Nor is it coincidence that Clinton offered a vigorous defense of the executive actions and said she would go even further than President Obama if Republicans continue to block immigration legislation in Congress. “There are more people like many parents of DREAMers and others with deep ties and contributions to our communities who deserve to stay, and I will fight for them,” Clinton said.
Here the contrast is clear: total opposition to the executive immigration actions is the common denominator for all of the potential Republican candidates.
It’s likely that some Republicans will take Clinton’s bait and will react to her comments with the same tired, xenophobic rants that have alienated Latino voters.
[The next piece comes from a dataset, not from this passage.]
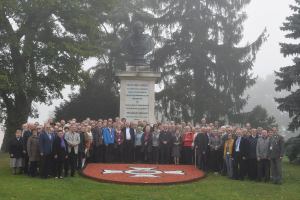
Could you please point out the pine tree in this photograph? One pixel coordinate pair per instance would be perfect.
(42, 47)
(204, 68)
(290, 75)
And although Bush, if he finally announces, and Rubio may try to appeal to Latino voters, there’s one major thing they will have going against them – the lasting negative image of the Republican Party itself. Months of Republican primary candidates declaring opposition to comprehensive immigration reform and the executive actions will only serve to reinforce that bad image.
So far, several polls show Clinton, the presumed Democratic nominee, with a wide lead over Bush and Rubio among Latino voters. She also leads in samples of all voters, though not by the same double-digit margin she has with Hispanics.
There’s still a lot that will play out in this election cycle, which is bad news for the ultimate Republican nominee because what appeals to their base in the primary may scare off other voters – including Hispanics – in the general election.
That said, nothing is fully guaranteed. The primary is one thing and the general election is another, especially in the final stages, when voters begin to pay more attention.
By now the Democratic side must understand the difficult consequences of making immigration promises that, for whatever reason, don’t materialize. After Obama’s victory in 2008, immigrants and the Latino voters that support them didn’t just see their hopes of comprehensive immigration reform vanish under harsh Republican opposition. They also saw the deportation machine intensify. The second Obama administration introduced DACA in 2012, but only after they were pressured to do so by DREAMers. The DACA expansion and the DAPA program were announced in 2014, but haven’t yet been implemented since Republican governors challenged those actions in court.
Clinton wisely hasn’t promised any timeline, especially given that immigration reform with a path to citizenship may not be feasible in the short term if Congress remains under Republican control after the next election. Republicans in Congress have devoted themselves to obstructing progress on the issue, echoing excuses of “border security first” without explaining who would determine whether the border is secure and when.
That’s why the new standard demands two immigration promises from candidates: immigration reform, and failing that, executive actions. But it’s complicated. Though constitutional, the executive actions have been bogged down in litigation and the final outcome is uncertain.
In matters of immigration, the new election cycle is again spurring Republican attacks and Democratic promises to Latino voters who don’t expect much from Republicans but hope that the dual immigration promises from Democrats will finally result in something tangible.